STERN words from Deutsche Bank which has ordered its US staff back to the office by Labor Day – September 6.

“Begin to plan accordingly with your team and manager to re-establish a presence in the office before or by that date,” says a memo from a bigwig.

Last month, Jamie Dimon at JP Morgan was even more strident. On top of the passive aggressive email to staff, the boss of Wall Street’s most powerful bank went on the offensive.

He wants everyone back by early July, telling staff: “Get used to it.” Sure, he added, people don’t like commuting, “but so what?”

Working from home “doesn’t work for younger people, it doesn’t work for those who hustle, it doesn’t work in terms of spontaneous idea generation, it doesn’t work for culture”.

Dimon has flip-flopped on stuff before, notably crypto currencies, and this looks like a flip-flop in-waiting.

The test here will come when JP Morgan and the like find that their inflexible attitude is causing them to lose staff they want to keep and fail to hire staff they desperately need.

The big banks had been losing to big tech in the race for the brightest young minds for some time even before the pandemic.

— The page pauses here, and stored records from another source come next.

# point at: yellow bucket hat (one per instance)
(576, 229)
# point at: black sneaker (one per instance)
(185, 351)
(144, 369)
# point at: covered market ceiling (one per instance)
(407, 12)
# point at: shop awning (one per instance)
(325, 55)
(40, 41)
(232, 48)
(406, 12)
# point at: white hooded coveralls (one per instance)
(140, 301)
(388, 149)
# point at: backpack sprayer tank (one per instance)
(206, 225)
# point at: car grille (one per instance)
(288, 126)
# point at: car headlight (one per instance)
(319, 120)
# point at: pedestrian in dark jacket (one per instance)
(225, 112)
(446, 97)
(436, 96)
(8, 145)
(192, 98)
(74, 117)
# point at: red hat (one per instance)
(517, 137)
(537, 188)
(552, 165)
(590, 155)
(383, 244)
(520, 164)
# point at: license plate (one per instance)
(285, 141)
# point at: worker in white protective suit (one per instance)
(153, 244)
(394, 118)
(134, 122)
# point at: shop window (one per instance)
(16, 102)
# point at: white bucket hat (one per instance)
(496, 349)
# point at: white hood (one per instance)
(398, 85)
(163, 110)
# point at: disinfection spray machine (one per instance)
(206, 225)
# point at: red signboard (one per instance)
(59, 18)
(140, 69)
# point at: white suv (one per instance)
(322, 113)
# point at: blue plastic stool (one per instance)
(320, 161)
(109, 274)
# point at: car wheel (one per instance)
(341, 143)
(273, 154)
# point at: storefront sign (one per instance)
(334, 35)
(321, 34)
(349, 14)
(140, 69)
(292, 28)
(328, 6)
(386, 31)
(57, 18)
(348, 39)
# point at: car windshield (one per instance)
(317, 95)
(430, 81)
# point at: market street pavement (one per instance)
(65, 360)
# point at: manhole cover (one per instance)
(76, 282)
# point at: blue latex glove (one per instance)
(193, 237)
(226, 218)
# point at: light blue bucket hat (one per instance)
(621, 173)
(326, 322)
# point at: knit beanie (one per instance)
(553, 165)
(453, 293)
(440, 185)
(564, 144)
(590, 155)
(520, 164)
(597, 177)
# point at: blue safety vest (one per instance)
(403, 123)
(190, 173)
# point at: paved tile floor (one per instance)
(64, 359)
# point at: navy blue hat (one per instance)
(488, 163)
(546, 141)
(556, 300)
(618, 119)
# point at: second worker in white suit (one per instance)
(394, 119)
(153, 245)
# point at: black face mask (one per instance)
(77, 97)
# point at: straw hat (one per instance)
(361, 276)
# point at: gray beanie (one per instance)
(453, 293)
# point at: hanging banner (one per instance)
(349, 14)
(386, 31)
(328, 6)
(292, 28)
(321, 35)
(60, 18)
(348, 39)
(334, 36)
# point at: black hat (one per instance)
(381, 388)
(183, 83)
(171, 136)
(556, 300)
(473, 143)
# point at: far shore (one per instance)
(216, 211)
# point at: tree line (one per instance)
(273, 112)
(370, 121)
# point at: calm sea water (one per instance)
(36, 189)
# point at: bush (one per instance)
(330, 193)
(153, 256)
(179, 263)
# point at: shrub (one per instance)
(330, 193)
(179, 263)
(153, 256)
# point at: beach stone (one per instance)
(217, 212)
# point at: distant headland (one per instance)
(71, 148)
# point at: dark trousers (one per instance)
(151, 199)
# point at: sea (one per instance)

The wiz-kid techies found Google and its free yoga classes far more appealing than Goldman Sachs and its 100-hour weeks.

So there’s a battle coming between employers used to being able to shove staff around, and a newly emboldened workforce willing to make fairly radical choices about how they live and where they work.

Cities can still be busy, of course, but offices don’t need to be.

Jamie Dimon is famed, among other things, for approaching the future Mrs Dimon at a student party and telling her: “Hi, I’m Jamie and you are leaving with me.” She did. The rest of us might be less malleable.